Donnerstag, 07.07.2016 - Samstag, 09.07.2016

conference poster

This workshop aims to explore whether, in what respects, and on what grounds personal relationships impact the normative landscape. Answers to these questions depend both on the normative aspect and on the type of personal relationship on which one focuses, and are relevant to issues in normative as well as applied ethics. The workshop focuses on foundational issues in normative theory.

Veranstaltende: Anna Goppel (University of Bern) & Peter Schaber (University of Zurich)
Redner, Rednerin: Prof. Dr. Macalester Bell (Bryn Mawr University), Prof. Dr. Monika Betzler (LMU Munich), Dr. Barbara Bleisch (University of Zurich), Prof. Dr. Simon Keller (University of Wellington), Dr. Felix Koch (FU Berlin), Dr. Jörg Löschke (University of Bern), Prof. Dr. David Owens (King’s College London), Prof. Dr. Joseph Raz (University of Columbia), Prof. Dr. Sarah Stroud (McGill University)
Datum: 07.07.2016 - 09.07.2016
Uhrzeit: 12:30 Uhr
Ort: Saal Jawlensky
Alpeneggstrasse 5
3012 Bern
Merkmale: Öffentlich

The workshop aims to elucidate to what extent personal relationships can be normatively relevant and how this relevance can be explained. By focusing on personal relationships we mean to set aside debates about the normative impact of forms of belonging or group membership, such as membership in a certain society. This way we want to allow a focused discussion concerning the specifics of personal relationships and their various different forms, including for example romantic relationships, family relations, friendships, job relations, and acquaintances.  
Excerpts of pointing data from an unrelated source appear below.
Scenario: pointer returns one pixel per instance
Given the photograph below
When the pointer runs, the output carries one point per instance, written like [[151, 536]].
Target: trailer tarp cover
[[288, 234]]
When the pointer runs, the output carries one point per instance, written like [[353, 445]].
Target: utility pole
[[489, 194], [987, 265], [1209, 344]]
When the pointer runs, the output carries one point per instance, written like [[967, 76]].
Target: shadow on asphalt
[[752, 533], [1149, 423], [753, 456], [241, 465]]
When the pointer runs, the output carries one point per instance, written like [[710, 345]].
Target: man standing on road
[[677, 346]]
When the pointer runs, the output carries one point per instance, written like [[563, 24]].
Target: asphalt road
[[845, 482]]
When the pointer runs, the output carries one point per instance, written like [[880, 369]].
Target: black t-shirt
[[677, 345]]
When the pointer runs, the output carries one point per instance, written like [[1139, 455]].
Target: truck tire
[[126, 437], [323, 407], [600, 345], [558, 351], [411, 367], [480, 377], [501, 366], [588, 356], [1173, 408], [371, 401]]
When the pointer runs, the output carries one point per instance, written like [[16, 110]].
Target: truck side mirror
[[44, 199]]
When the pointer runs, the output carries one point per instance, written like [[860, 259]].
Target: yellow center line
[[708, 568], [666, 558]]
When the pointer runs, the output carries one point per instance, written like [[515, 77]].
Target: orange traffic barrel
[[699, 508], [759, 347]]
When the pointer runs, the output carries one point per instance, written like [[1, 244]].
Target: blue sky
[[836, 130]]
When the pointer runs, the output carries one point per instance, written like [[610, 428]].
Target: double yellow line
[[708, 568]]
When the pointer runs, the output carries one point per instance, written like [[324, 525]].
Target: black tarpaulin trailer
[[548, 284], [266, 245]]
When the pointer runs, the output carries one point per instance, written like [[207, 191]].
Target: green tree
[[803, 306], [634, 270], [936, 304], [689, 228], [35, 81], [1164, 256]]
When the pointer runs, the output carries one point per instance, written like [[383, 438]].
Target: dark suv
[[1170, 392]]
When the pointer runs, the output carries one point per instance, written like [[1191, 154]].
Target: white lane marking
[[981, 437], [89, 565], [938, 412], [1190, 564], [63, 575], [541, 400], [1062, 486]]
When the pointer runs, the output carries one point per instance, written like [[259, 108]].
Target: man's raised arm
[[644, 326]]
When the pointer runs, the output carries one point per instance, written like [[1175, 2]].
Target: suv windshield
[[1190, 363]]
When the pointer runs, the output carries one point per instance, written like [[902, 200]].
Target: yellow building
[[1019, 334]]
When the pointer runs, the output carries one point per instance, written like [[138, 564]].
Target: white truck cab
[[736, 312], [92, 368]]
As regards the relevant normative aspects, we are interested in relationships’ impact on the generation of special kinds of duties, rights, and reasons. We would however like to broaden the focus and include questions addressing normative aspects that have so far been less attended to: Do relationships affect the weight of duties and the strength of reasons? Do relationships give rise to (changes in) normative powers and authority? How and to what extent do relationships influence the deontic or evaluative moral status of conduct? How do relationships change the range of appropriate reactions to morally wrong conduct? To what extent do relationships affect epistemic requirements and epistemic justification?

The Workshop is funded by the Swiss National Science Foundation and the University Research Priority Program for Ethics of the University of Zurich.